Clarence Speaks

Yesterday Associate Justice Clarence Thomas spoke publicly from the bench for the first time since Feb. 22, 2006. According to the Supreme Court’s official transcript, Thomas broke his almost-seven-year silence with the words, “Well – he did not —.” One Court analyst called those four words “perhaps the most important speech in Thomas’ 21-year career on the bench” – although no one in the courtroom seems to have any idea what the enigmatic jurist actually meant. Professor Emily I. Dunno, who teaches linguistics and constitutional law at Southern Indiana Law School, pointed to the dashes for insight into his potential meaning. “Half as many dashes as words,” said Dr. Dunno. “That’s a lot of dashes.”

There are various explanations for Thomas’ taciturnity. He has written that he is self-conscious of his rural southern accent, and at other times has said he comes to listen not to talk, and that his verbose colleagues make it hard to join the discussion. My own thought is that asking questions will only muddy the thoughts in Thomas’ rigidly made-up mind.

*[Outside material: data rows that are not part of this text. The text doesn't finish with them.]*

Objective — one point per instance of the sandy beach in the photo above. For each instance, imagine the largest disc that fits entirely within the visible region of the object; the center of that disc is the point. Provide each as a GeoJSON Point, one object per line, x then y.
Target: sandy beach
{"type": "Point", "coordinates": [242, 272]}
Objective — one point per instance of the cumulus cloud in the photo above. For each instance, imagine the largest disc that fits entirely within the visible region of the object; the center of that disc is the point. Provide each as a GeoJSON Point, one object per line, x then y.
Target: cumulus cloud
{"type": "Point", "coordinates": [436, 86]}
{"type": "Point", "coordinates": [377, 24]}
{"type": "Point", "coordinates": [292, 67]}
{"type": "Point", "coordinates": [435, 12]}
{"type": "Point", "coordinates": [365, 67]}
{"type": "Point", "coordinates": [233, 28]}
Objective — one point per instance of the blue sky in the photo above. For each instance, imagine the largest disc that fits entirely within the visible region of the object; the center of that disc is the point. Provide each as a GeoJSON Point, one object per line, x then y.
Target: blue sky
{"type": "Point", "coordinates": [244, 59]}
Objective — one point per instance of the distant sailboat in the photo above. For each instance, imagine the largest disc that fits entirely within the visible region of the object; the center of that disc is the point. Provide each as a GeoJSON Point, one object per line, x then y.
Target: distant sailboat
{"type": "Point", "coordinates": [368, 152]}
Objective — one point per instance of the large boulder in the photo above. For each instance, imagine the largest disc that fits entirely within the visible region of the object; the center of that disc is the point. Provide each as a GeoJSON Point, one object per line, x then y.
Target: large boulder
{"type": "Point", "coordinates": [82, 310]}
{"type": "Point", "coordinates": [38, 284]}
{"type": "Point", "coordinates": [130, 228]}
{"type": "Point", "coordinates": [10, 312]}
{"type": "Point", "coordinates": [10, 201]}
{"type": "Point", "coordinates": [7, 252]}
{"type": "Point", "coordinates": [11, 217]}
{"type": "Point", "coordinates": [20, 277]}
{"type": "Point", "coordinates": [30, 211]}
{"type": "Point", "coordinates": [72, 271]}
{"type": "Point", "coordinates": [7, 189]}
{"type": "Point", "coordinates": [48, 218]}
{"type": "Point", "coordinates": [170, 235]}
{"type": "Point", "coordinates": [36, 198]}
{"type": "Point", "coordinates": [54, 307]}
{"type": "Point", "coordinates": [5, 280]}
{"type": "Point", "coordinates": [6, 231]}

It hardly seems more than two decades since the Bush administration cynically pushed through a man, who openly resented the idea of affirmative action, to replace Thurgood Marshall, the civil-rights titan who insisted on the justice of such action to confront three centuries of slavery and Jim Crow. Thomas was confirmed 52-48, the smallest margin in over a century, and his subsequent silence has obscured the extremity of his opinions on an increasingly right-wing Court.